Khalayak Aktif (Active Audience) Teori khalayak aktif berpendapat bahwa audiensi media tidak hanya menerima informasi secara
pasif tetapi secara aktif terlibat, sering secara tidak sadar, dalam memahami pesan dalam konteks pribadi
dan sosial mereka. Teori khalayak aktif dipandang sebagai kontras langsung dengan tradisi efek. Namun
Jenny Kitzinger berpendapat mengurangi pengaruh atau pengaruh media terhadap audiens, mengakui
bahwa audiens yang aktif tidak berarti terpengaruh atau tidak mungkin dipengaruhi media.
Khalayak aktif memiliki kekuatan dalam menggunakan media, salah satu cara dasar khalayak
media dapat dilihat sebagai khalayak aktif yakni melaui penafsiran media oleh khalayak (Croteau &
Hoynes, 2000:262). Sejalan dengan Burton (2007:21-22) yang berpendapat bahwa teks media bersifat
polisemik dan mungkin berlawanan dengan pemirsa. Sifat polisemik teks media ini cenderung
menghasilkan kompleksitas visual dan aural, sehingga membaca (reading) televisi menjadi sebuah
aktivitas yang rumit. Hal ini disebabkan dua hal, yaitu: pertama, polisemi menyebabkan banyak
kemungkinan makna bagi khalayak. Kedua, biasanya televisi mengatur pesan dan menggunakan strategi
naratif yang mengarahkan kita agar memahami berbagai pesan dengan cara tertentu.
Menurut Althusser teks dengan memanfaatkan ideologi melakukan pemanggilan (healling)

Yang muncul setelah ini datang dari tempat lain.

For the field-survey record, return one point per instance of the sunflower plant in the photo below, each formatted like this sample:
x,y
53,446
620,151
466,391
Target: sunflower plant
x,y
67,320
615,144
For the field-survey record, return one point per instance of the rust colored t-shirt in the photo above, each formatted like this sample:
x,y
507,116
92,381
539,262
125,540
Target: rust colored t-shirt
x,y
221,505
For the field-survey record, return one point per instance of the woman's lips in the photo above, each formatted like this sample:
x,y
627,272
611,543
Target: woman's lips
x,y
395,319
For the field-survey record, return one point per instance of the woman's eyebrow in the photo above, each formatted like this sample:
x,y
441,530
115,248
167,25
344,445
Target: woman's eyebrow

kepada subyek (khalayak sasaran) dan ketika khalayak sasaran tersebut terpanggil berarti dia telah
memposisikan dirinya sebagai subyek dan siap pula tertundukkan dengan ritual-ritual tertentu. Karena
itu penting untuk mengetahui bagaimana teks yang ada di media mencoba menggiring khalayak (subyek)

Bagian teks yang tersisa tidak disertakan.